Juvenile Idiopathic Arthritis (JIA): JIA is a term used to describe several types of arthritis that occur in children and adolescents, usually before age 16. Some forms of JIA can persist into adulthood.
Symptoms Of Arthritis In Young Adults
Arthritis doesn’t discriminate based on age, and the symptoms can be as debilitating for young adults as for older individuals. Common symptoms include:
- Joint Pain
- Reduced Range of Motion
Diagnosing Arthritis In Young Adults
Diagnosing arthritis in young adults can be challenging because the symptoms often overlap with those of other conditions. If you or a young adult you know is experiencing persistent joint pain or other concerning symptoms, it’s essential to consult a healthcare provider.
Affinity Health explains how the diagnosis process typically works:
Medical History: The healthcare provider will ask about the individual’s medical history, including a family history of arthritis and any recent illnesses or infections.
Physical Examination: A thorough physical examination will help assess joint inflammation, range of motion, and overall health.
Blood Tests: Blood tests, including rheumatoid factor and anti-cyclic citrullinated peptide (anti-CCP) antibodies, may help identify specific types of arthritis.
Imaging: X-rays, ultrasound, or magnetic resonance imaging (MRI) scans can provide detailed images of the joints and help diagnose underlying concerns.
Joint Fluid Analysis: If needed, a sample of joint fluid may be extracted and examined for signs of inflammation.
Management And Treatment
Various treatments and lifestyle changes can aid in managing the condition and enhance your quality of life.
Depending on the type and severity of arthritis, healthcare providers may prescribe nonsteroidal anti-inflammatory drugs (NSAIDs), disease-modifying antirheumatic drugs (DMARDs), or biologics to reduce inflammation and control symptoms.
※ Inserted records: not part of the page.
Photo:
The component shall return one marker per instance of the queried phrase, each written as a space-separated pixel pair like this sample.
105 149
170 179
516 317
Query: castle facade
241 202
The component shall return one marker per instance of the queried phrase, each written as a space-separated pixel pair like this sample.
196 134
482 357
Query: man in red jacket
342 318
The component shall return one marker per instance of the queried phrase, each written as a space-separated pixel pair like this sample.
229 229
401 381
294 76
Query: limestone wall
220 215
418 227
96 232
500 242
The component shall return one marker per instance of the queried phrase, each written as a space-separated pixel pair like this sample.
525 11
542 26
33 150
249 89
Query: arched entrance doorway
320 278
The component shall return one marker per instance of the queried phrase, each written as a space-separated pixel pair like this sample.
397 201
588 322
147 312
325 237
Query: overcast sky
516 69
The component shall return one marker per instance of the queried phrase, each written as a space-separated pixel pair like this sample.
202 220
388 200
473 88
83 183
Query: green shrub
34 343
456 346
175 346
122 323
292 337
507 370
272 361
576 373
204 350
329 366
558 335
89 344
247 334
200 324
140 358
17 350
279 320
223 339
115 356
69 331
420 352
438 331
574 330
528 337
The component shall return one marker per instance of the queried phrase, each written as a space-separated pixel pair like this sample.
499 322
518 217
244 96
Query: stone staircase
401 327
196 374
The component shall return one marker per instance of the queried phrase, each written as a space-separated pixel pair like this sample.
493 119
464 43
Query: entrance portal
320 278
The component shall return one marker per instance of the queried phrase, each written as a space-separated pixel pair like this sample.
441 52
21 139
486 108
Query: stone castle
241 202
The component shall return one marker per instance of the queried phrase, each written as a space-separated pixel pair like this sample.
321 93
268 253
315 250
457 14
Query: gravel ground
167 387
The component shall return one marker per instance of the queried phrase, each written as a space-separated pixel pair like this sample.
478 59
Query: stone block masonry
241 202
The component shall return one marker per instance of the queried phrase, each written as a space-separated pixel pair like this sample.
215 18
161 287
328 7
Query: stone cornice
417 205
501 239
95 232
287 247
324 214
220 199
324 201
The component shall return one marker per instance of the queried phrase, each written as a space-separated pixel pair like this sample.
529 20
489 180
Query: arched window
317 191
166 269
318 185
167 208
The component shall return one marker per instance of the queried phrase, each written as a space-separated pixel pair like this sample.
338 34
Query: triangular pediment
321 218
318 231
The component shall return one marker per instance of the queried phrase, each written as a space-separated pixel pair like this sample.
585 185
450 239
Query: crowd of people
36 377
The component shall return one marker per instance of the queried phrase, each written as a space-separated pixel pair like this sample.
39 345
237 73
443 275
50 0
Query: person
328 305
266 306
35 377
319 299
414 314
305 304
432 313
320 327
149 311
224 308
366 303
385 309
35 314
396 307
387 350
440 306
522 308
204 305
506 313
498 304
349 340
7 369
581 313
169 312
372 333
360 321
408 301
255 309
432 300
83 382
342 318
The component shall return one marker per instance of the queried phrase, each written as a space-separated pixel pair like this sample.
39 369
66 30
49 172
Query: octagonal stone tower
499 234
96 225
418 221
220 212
A physical therapist can design exercises to improve joint mobility, strength, and function. In contrast, occupational therapists help individuals learn techniques and strategies to manage daily tasks more effectively despite weakened joints.
Pain management techniques, such as heat and cold therapy or over-the-counter pain relievers, can provide relief, while surgical interventions like joint replacement may be necessary.
Coping With Arthritis As A Young Adult
A diagnosis of arthritis can be overwhelming, but it’s crucial to remember that many young adults with arthritis live fulfilling lives. Here are some strategies for coping:
- Educate Yourself: Understanding your condition and treatment options empowers you to make informed decisions.
- Seek Support: Connect with support groups or therapy to share experiences and coping strategies.
- Advocate for Yourself: Be an active participant in your healthcare.
Communicate openly with your healthcare provider.
- Embrace Self-Care: Prioritise self-care activities that promote mental and emotional well-being.
- Set Realistic Goals: Break down your goals into achievable steps to avoid feeling overwhelmed.